How and Why Your Best Employees Become Disengaged Over Time

How do you create an organization that motivates all your employees to bring their A game everyday?

To answer the question, it’s helpful to know what might be causing employees who once cared about your organization to stop caring. In this post, we’ll shed some light on how and why even your best employees can become apathetic or disengaged over time. This blog post is an excerpt from our e-book Getting Real About Employee Engagement. Download your copy here.

A lack of purpose is more detrimental to employee satisfaction than low pay

If you think that your employees are unhappy primarily because they want to be paid more, you may want to think again.

PayScale conducted research to discover the formula for a winning company culture, and found that extrinsic factors — including pay — only go so far in motivating people. Instead, an individual’s outlook on their company and whether they feel appreciated in their role matter most.

The number one reason employees stop caring about their organization is that they no longer feel like their work serves a purpose. They have no idea how their individual tasks are contributing to key organizational objectives — because no one has bothered to tell them what the company’s priorities and goals are, or recognized them for a job well done.

Many times, the leaders of the organization haven’t done the work of telling their employees the story of why their business exists and the purpose the business serves. Leaders are too busy to take the time to recognize their employees. Alternately, employees may be able to recite an organization’s mission and values by heart, but the values don’t ring true to them because they don’t see leaders behaving in a manner that is consistent with the brand’s stated values.

Alignment is missing


If you’ve recently noticed that one of your top performers no longer approaches her work enthusiastically, it’s probably because she’s out of alignment.

Employees do their best work and feel most satisfied when there is perfect alignment of three elements: competency, passion and organizational need.

In an ideal world, all of your employees are in jobs where they can use their strengths to the fullest, can throw themselves full-heartedly into their work each day and can be 100 percent aligned with your organizational goals.

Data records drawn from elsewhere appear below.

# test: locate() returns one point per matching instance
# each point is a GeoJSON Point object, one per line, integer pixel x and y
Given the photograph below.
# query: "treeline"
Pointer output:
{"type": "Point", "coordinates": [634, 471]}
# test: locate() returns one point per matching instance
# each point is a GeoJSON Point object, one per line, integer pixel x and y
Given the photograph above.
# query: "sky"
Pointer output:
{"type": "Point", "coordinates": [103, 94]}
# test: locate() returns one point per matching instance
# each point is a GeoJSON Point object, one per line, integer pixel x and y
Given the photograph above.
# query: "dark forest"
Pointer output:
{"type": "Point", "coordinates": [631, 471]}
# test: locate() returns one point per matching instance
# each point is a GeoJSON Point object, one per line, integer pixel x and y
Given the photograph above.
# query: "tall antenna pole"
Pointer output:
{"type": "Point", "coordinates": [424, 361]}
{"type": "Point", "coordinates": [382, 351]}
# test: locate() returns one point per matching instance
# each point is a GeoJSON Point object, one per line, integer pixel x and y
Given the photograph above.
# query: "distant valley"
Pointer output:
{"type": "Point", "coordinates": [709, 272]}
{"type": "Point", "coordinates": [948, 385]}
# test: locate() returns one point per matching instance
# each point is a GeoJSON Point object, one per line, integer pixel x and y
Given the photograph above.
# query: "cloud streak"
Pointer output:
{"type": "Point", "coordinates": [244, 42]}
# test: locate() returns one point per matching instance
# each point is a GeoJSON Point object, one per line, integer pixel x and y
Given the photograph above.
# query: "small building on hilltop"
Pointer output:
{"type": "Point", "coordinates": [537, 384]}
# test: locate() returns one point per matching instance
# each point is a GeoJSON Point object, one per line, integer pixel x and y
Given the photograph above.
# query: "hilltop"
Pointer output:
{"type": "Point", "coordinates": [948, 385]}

In reality, employees can fall out of alignment faster than you’d expect — for a number of reasons. Here are a few examples:

  • Role change. You’ve recently asked your social media manager — who loves social media — to de-prioritize social media and spend more time on marketing operations, but she feels drained by looking at spreadsheets and no longer gets to exercise her creativity.
  • Exacerbated by lack of training. You just promoted a business analyst to manager because she excelled at financial analysis; but she is now struggling to do her work and motivate three employees because she hasn’t received training on being a manager.
  • Life change. Your Director of Operations loves her job and just became a new mom. Because she isn’t allowed to work from home, she’s now struggling to care as much about her job as she did before.
  • Project change. A big project just ended, the client was great to work with, the work itself was interesting, the process was smooth. With the new project, though, everything that could go wrong did go wrong.

Even if your hiring practices are optimized to ensure a good fit for each person, the alignment that existed at the beginning of someone’s tenure can disappear well before their first annual review, sometimes within nine or even three months on the job.

Research from BambooHR found that 77 percent of employees in non-management and non-HR roles don’t see consistent organizational changes based on feedback given during annual reviews. Delaying the review process and failing to communicate progress can lead employees to feel that their differences can’t be resolved. And when employees feel that their work no longer fits in the bigger narrative of their lives, they will begin to distance themselves emotionally from the organization.